と考えると、企業人は自分が属している会社はどのタイプの会社か見極める必要があると思いますよ。
ソニーは、ボトムアップが認められてるトップダウンの会社でしょう。大将が前線に立っている。少なくとも戦場には来ているわけです。
逆に大将が戦場に来てない会社もいっぱいあるわけです。それはやはりまずいですよね。だからといって、今まで戦場に出た経験が全くない経営者にいきなり前線に来られて指揮されても困るということはある。現場が「頼むから余計な意見を言わないでくれ」というパターンです。後ろで薪拾いでもやっててほしいと。
運営者 南北戦争の時に、リンカーン大統領が山高帽をかぶって前線に出たことがあって、狙撃されそうになった。ある一兵卒が「ひっこめこのバカ」と言ってリンカーンの襟首をつかんで引き戻したという話がありますよ。彼は正しい。前線はグラント将軍に任せておけば良いんです。
木谷 大統領は双眼鏡で見ていればいい。戦場の悲惨さは知っていて欲しいのですが、指揮はして欲しくないですよね。
運営者 現場を知らない人が経営するのは不可能ですか。
木谷 オーナー的経営者じゃないと無理でしょう。二世でもいい。その会社がなくなったら困ると思っていれば、真剣に考えますから。
運営者 オーナー家の資産のほとんどは持ち株ですから、会社が潰れたら困るでしょうに。でも、商売の仕方を肌身で知ってないと。
木谷 子会社や支店をまず任せて育成するんでしょうね。サラリーマンでも、将来の経営者候補であれば、割と独立した子会社の経営を任せればいいんです。
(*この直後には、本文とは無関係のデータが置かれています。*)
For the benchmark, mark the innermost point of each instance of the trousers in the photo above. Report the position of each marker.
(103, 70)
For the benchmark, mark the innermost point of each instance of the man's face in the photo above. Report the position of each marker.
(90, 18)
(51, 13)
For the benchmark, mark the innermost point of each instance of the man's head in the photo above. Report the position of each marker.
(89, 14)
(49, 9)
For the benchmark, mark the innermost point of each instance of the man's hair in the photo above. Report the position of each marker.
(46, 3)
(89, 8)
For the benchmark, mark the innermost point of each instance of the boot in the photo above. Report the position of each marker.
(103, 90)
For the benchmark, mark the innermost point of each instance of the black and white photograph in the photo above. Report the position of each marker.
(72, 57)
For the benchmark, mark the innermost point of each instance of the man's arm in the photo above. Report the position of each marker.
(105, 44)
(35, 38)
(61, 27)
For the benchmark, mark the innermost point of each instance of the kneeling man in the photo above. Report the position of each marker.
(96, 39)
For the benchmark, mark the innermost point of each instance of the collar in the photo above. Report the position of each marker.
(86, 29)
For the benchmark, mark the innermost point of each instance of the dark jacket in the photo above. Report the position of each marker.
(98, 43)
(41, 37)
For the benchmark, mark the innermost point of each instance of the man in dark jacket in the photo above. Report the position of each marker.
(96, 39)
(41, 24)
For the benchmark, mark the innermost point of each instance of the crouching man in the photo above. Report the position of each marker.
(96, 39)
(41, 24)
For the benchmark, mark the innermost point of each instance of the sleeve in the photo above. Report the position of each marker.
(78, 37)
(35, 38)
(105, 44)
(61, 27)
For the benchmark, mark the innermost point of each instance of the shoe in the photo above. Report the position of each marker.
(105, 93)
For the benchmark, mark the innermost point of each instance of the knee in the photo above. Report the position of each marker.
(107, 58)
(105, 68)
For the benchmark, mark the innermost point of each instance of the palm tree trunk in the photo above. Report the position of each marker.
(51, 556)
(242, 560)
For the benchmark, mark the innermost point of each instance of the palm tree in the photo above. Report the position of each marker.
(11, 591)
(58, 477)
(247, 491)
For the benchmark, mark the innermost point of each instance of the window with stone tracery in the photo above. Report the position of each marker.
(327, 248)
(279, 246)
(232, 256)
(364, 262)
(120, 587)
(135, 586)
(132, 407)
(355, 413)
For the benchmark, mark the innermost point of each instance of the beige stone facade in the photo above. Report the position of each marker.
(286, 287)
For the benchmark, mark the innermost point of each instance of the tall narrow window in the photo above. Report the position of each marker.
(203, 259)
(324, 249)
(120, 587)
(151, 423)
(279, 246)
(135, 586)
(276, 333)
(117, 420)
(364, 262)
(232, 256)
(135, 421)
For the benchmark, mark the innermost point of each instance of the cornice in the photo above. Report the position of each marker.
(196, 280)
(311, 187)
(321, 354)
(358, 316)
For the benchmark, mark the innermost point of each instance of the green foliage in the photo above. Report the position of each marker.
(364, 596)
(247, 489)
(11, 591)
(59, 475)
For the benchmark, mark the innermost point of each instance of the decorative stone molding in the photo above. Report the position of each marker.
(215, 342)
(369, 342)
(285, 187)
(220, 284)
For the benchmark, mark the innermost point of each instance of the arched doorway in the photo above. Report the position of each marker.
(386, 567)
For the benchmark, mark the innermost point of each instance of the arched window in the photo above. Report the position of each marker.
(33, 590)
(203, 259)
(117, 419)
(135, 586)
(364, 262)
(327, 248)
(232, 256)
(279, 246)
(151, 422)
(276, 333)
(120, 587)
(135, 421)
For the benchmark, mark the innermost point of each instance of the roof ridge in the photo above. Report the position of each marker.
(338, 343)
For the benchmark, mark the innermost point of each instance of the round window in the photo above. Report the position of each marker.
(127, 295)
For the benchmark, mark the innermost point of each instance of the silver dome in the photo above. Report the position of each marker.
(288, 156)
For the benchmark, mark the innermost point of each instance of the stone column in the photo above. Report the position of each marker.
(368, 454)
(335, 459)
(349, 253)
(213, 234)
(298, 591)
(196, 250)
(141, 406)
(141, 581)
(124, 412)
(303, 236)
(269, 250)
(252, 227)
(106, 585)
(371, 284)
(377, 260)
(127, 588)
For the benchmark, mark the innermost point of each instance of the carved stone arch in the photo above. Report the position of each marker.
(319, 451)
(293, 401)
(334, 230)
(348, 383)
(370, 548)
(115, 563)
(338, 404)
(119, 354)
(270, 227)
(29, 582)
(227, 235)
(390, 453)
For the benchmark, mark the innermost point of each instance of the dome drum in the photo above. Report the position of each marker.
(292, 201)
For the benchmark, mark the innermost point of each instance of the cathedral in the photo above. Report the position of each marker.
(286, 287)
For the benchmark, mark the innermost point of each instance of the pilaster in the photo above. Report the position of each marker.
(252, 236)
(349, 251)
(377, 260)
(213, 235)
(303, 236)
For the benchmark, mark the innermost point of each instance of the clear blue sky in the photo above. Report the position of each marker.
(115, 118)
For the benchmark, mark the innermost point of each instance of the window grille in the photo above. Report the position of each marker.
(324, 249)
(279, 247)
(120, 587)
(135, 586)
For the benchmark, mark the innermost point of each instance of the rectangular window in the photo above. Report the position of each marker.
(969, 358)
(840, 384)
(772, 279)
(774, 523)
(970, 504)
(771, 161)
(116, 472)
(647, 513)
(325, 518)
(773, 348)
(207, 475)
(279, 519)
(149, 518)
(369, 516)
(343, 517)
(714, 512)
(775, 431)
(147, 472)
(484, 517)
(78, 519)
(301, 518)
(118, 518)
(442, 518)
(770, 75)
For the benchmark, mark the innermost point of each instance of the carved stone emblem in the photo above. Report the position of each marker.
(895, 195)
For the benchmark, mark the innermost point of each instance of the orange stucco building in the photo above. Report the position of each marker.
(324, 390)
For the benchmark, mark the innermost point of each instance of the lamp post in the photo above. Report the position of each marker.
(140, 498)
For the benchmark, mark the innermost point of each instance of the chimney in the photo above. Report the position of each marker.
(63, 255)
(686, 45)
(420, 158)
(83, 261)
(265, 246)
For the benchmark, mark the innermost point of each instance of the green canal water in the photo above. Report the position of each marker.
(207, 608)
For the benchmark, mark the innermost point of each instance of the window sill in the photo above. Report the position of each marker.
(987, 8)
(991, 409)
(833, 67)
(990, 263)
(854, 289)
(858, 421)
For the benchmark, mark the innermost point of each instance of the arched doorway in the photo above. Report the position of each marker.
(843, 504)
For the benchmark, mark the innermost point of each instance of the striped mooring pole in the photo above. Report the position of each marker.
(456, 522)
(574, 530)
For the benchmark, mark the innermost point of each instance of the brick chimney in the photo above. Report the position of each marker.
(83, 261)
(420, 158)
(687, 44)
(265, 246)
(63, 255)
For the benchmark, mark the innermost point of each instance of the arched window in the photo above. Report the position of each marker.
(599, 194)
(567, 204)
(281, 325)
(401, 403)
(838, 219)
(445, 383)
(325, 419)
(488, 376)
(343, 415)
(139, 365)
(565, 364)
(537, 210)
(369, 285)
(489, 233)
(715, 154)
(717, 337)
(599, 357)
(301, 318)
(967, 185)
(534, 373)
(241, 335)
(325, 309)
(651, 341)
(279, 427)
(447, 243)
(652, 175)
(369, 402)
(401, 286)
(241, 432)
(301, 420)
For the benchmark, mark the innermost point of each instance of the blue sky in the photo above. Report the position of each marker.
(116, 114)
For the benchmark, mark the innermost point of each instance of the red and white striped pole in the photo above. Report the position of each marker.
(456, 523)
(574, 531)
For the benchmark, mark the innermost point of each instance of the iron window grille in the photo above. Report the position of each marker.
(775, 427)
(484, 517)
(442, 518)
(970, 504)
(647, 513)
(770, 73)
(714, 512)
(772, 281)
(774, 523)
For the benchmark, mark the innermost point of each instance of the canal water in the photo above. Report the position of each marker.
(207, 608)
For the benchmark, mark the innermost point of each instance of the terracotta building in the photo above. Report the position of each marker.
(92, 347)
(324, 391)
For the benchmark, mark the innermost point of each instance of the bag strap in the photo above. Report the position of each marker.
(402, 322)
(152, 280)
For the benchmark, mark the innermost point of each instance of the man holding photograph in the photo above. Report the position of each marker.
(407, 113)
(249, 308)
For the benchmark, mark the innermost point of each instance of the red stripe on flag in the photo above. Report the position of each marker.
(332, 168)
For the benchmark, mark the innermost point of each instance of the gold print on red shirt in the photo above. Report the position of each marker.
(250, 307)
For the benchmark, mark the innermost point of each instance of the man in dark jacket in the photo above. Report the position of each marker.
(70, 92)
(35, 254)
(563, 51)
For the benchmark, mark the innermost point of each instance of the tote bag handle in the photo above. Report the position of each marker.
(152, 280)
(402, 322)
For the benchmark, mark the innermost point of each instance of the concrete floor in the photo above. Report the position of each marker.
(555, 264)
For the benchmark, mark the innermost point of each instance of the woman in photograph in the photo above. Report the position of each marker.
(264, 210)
運営者 普通は子会社に出されたら「もう終わり」だと思われてしまいますが。
木谷 本来は逆だと思います。
運営者 東京電力はベンチャー企業に社員を派遣するそうですが、そういうのを受け容れてくれと言われたらどうします。東大君と一橋君で。
木谷 要らん。要らない。「あーだ、こうだ」言われても困る。
運営者 MBA持ってるかも。秋葉原の店の店頭に立たせればいいじゃないですか。
木谷 なおさら要らん。
(この項終わり)
(2000/1/12)
このインタビューは2000年に行ったもので、内容は古いですが、中身のおもしろさが評価できるのでそのまま掲出しています。